For me it’s primarily two things: being organizational glue, and facilitating engineering execution. The role can vary a lot between companies, but in Arene we are part of engineering and I act as a bridge with the product side. The most important thing I can do in that role is identifying, owning, and resolving execution problems – which, for engineering, are often technical in nature. If there's a technical dependency chain, we tackle the granular detail of who needs to integrate what pieces by when in order to deliver on time. We help broker agreement when teams disagree on API, architecture, or where a feature will be implemented. TPMs are really the people that step in and help facilitate those highly technical and necessary conversations to move things forward.

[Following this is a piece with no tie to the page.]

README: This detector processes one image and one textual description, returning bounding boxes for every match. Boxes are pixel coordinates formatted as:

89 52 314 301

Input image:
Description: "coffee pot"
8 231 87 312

Q: What would you say is one of your proudest accomplishments at Woven so far? 

Giving one of our virtual vehicles an internal code name. It might sound trivial, but we had some complex organizational and conceptual problems around how to structure the virtual vehicle project, which were significantly complicated by imprecise naming. And just by resolving that, the team was able to conceptualize problems more clearly and it unblocked some key decisions. I wish I could share the name, but believe me when I say it lent some charm to the project – team members could suddenly be found smiling when talking about the car, as if it were a fun coworker. This is the kind of elegant solution to a complex problem that you dream of as a TPM – simple, effective, and even improved morale.

Q: What about outside of work?

My hobbies are all over the place. I like hiking as much as I like to stay in to marathon a new video game release. I’ve been lucky to make some great friends through work, and we go out regularly for food, drinks, and karaoke. Sometimes we go to museums or aquariums together as a bunch of fully grown adults and all the other visitors are families with young children – it’s pretty funny. Because we want to see the penguins just as much as the kids do but we need to play it cool.

Hiking in Wales

Q: The theme of this year’s IWD is Invest in Women, Accelerate Growth. Where do you think companies could invest more to help women succeed?

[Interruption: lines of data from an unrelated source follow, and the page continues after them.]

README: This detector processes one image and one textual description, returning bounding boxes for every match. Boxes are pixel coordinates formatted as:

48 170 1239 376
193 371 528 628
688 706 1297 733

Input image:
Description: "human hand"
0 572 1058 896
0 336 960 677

Invest in women. Simple as that – if you are a company, you should invest in your female employees. We spend a third or more of our day at work. It’s hard for one company’s investments to make a measurable impact at scale, but it can mean everything for the women who actually work there. Even if that company doesn’t start out with many women, those women who are elevated and empowered at the company will contribute to hiring more women and inspiring more women. If every company did this, it’d go a long way.

Q: Any advice to women looking to grow in their careers?

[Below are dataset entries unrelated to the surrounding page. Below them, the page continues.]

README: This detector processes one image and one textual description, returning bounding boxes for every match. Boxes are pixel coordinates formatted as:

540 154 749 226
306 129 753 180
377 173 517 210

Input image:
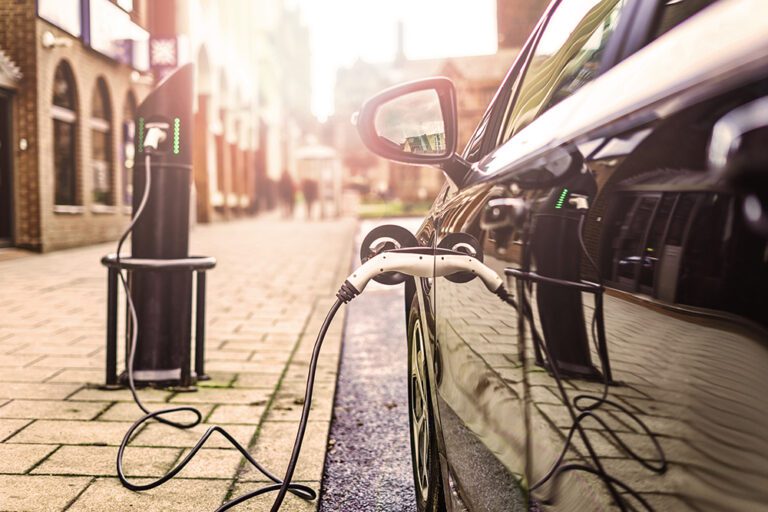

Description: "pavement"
0 217 356 512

In order to be a great singer, you need a great ear. That’s something I heard recently, but it resonated with me. An accurate internal feedback mechanism is critical for growth and improvement – only by seeing our abilities and our weaknesses clearly, without pride and without humility, can we improve. This is good advice for anyone, but because women are subject to bias, it’s that much more important to maintain that objective self view and not internalize the bias. Find people you trust to give you honest career feedback, and act on it.